Log probability evaluates to log(0), i.e. negative infinity

breakdowns which I cannot for the life of me (or at least the last three days of me) debug.

A simple version of the question is: If I print out the log likelihoods for all of the sampling statements in my model block, and they are all real, how can the target be -infinity?

In more detail, there are three normal sampling statements in my hierarchical model, that look like:

mu1[i] ~ multi_normal(mu1_mean, mu1_Sigma);
x_res[i] ~ normal(phi_ar^dday[i] * x_res[i-1], 
                        sigma_ar * sqrt(getphilag(phi_ar, dday[i])));
y_res[i] ~ normal(phi_ar^dday[i] * y_res[i-1], 
                        sigma_ar * sqrt(getphilag(phi_ar, dday[i])));

The mu1 is the hierarchical means of locations for k individuals, the x_res and y_res are individual “residuals” at a lower hierarchical level.

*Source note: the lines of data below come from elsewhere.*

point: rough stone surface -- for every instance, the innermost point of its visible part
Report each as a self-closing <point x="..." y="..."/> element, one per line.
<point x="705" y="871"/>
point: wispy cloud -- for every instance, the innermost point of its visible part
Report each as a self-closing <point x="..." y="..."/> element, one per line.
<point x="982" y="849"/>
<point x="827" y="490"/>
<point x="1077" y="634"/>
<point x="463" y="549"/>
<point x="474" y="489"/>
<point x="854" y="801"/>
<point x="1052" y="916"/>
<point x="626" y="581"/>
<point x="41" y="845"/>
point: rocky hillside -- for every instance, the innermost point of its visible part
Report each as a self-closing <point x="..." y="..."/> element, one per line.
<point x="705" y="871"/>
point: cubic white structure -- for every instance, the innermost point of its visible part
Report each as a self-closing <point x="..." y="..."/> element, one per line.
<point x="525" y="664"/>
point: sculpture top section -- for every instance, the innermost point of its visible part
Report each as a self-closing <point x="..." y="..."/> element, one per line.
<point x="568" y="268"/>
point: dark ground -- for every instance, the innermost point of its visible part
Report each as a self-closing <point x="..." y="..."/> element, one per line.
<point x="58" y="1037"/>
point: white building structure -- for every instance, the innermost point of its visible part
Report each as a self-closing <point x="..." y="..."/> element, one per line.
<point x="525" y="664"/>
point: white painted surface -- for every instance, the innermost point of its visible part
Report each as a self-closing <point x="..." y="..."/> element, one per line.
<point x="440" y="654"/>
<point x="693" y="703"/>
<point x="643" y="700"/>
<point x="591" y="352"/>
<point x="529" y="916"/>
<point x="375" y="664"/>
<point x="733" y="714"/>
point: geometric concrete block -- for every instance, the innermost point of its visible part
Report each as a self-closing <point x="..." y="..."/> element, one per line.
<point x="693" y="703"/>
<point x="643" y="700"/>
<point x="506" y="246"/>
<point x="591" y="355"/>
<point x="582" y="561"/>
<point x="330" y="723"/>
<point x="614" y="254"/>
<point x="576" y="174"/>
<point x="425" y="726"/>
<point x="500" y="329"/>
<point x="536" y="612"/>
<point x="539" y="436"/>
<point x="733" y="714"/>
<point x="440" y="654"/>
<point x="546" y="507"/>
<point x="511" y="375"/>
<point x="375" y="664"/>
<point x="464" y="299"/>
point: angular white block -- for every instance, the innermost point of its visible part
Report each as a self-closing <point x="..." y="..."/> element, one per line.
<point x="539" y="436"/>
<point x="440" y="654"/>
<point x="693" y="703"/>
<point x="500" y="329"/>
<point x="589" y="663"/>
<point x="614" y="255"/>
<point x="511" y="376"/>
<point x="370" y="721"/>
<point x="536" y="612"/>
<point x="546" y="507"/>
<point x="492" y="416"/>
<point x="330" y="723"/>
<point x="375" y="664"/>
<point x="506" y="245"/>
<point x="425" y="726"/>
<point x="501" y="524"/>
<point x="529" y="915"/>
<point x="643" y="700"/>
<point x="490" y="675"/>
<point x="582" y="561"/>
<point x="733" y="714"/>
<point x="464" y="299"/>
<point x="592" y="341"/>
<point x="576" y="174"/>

All the location/scale parameters are nice suitable real numbers, which I know because I print everything in debugging, including the log-probabilities, i.e.:

print("multi_normal lpdf: ", multi_normal_lpdf(mu1 | mu1_mean, mu1_Sigma))
print("normal x lpdf: ", normal_lpdf(x_res[i] | phi_ar^dday[i] * x_res[i-1], sigma_ar * sqrt(getphilag(phi_ar, dday[i]))));
print("normal y lpdf: ", normal_lpdf(y_res[i] | phi_ar^dday[i] * y_res[i-1],  sigma_ar * sqrt(getphilag(phi_ar, dday[i]))));

And only ever get nice numbers. But when I print the target, it is (nearly always) -inf.

What the heck!? What else can I do!?

Also I get this: Initialization between (-2, 2) failed after 100 attempts, even though ALL of my parameters are constrained and initialized correctly - as far as I can tell.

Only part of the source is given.